Computer Associates' antivirus program, InoculateIT for the Palm OS, is immediately available from the company Web site according to CA's announcement. InoculateIT works on handheld computers running PalmOS, version 3.0 or later, including most Palm III, Palm V, and Palm VII series handhelds, the Palm m100 handheld, and Handspring Visor and Visor Deluxe computers.

Antivirus vendors are just beginning to address virus threats on personal digital assistants, says Simon Perry, CA's vice president for security solutions. "It's really only in the last few months that the threat has become real ... and it's only just started," he says. "You've only got three real viruses out there ... the bigger threat is consumer fear and the erosion of confidence in the platform." (See "Do Handhelds Need Virus Protection?")

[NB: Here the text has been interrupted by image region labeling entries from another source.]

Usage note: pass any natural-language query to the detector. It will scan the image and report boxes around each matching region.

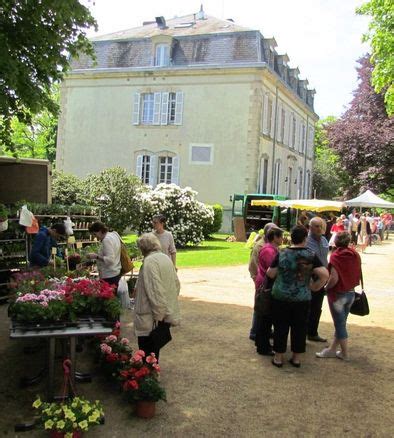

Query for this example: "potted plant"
[99,334,133,379]
[120,350,167,418]
[33,397,104,438]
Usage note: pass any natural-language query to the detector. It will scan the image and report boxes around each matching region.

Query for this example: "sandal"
[289,358,301,368]
[271,358,283,368]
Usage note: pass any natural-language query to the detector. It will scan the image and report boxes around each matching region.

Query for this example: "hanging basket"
[135,400,156,418]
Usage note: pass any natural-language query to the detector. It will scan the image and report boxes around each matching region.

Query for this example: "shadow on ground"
[0,298,394,438]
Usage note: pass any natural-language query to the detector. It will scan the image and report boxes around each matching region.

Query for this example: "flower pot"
[135,400,156,418]
[49,430,82,438]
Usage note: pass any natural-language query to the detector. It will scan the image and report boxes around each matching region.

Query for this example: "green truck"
[232,193,295,237]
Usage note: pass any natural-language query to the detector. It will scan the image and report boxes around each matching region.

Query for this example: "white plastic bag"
[118,277,130,309]
[19,205,34,227]
[63,216,74,236]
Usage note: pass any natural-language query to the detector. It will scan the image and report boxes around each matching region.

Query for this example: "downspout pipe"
[271,84,279,194]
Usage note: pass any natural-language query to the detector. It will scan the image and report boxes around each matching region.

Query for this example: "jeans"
[328,291,354,339]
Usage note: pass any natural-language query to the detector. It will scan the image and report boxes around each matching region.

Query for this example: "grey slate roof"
[71,15,314,109]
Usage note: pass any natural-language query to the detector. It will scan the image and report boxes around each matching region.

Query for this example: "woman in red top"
[316,232,361,361]
[328,217,345,246]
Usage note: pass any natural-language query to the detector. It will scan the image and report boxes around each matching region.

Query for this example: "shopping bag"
[117,277,130,309]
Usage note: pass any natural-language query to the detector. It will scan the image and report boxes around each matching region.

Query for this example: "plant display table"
[10,319,113,400]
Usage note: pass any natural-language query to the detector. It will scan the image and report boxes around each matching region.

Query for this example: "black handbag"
[254,275,274,316]
[149,321,172,351]
[350,271,369,316]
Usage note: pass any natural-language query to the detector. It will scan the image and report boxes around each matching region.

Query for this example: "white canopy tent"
[345,190,394,208]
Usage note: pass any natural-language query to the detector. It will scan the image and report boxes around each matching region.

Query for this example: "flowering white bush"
[140,184,214,246]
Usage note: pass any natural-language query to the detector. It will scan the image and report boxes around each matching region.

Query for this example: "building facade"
[56,11,318,228]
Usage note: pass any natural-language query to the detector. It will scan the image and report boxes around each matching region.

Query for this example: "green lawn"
[123,234,250,267]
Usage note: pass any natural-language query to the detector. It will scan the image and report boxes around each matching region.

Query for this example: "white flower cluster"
[140,184,214,246]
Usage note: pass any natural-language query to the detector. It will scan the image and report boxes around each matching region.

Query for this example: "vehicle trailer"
[232,193,294,237]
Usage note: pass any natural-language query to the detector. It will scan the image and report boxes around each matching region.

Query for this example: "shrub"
[52,170,85,205]
[204,204,223,237]
[140,184,214,246]
[82,167,144,233]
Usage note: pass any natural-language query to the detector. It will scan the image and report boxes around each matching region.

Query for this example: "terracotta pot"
[49,430,82,438]
[135,400,156,418]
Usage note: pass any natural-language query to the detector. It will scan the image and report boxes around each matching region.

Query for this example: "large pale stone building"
[56,11,318,228]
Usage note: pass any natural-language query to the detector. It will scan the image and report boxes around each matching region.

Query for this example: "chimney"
[155,17,167,29]
[197,3,207,20]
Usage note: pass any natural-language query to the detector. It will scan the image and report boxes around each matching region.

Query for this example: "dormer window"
[155,44,170,67]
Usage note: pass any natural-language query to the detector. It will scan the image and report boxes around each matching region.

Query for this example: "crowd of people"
[249,210,392,368]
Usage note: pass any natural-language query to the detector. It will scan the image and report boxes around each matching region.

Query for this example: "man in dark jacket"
[29,224,66,268]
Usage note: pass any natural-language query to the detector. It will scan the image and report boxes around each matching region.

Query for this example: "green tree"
[0,0,96,155]
[357,0,394,116]
[79,167,144,233]
[313,116,346,199]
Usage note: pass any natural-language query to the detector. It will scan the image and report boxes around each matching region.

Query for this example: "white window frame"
[154,44,170,67]
[189,143,214,166]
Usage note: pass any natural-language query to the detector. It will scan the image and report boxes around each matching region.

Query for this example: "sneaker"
[336,351,350,362]
[315,348,338,359]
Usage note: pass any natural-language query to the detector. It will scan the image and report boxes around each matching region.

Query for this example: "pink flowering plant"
[99,334,133,379]
[120,350,166,402]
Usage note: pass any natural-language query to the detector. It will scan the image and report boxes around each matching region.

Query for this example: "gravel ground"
[0,238,394,438]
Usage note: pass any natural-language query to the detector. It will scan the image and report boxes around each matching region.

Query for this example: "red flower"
[105,353,118,363]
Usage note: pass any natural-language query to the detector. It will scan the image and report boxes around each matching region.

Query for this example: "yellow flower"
[78,420,89,430]
[44,420,55,430]
[33,398,42,409]
[56,420,66,430]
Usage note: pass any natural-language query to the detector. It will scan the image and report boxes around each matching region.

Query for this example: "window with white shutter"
[155,44,170,67]
[174,91,183,125]
[133,93,141,125]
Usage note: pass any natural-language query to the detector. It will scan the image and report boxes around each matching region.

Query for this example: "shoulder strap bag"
[350,269,369,316]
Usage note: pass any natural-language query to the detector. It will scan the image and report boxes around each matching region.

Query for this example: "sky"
[83,0,369,118]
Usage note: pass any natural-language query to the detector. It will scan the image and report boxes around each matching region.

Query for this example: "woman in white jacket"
[134,233,180,358]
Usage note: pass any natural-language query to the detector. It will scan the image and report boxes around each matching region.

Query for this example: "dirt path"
[0,242,394,438]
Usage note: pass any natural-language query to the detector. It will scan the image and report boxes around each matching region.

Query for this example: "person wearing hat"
[29,224,66,268]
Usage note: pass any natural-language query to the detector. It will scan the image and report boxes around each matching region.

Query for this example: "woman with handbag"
[134,233,180,359]
[255,226,283,356]
[267,225,328,368]
[88,222,122,288]
[316,232,361,361]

Consumers already are loathe to put mission-critical information on a PDA, according to analysts. (See "McAfee Protects Your Network From Your PDA.")

"Anyone who has backed over their Palm Pilot, dropped their Palm Pilot, or flushed their Palm Pilot down the toilet knows that it is imprudent for the Palm Pilot to be the database of record," says Frank Prince, a senior analyst at the technology market research firm Forrester.

Researchers found three viruses in September affecting Palm OS handhelds. The "Liberty Crack" Trojan horse program can wipe all the files from a Palm handheld computer. The Palm "Vapor" virus is another Trojan horse that renders all third-party application icons invisible, appearing as if they had been deleted, and the more malicious "Palm OS/Phage" virus fills a device's screen with a gray box, crashes the application that is running, and then replicates itself.

Symantec released a beta-test version of its Antivirus for Palm OS in September. The software can be downloaded for free from Symantec's Web site. (See "Virus Protection Coming to Palm.")

CA's Palm OS antivirus is out of the testing phase and, at 4KB, a third of the size of Symantec's, says Perry.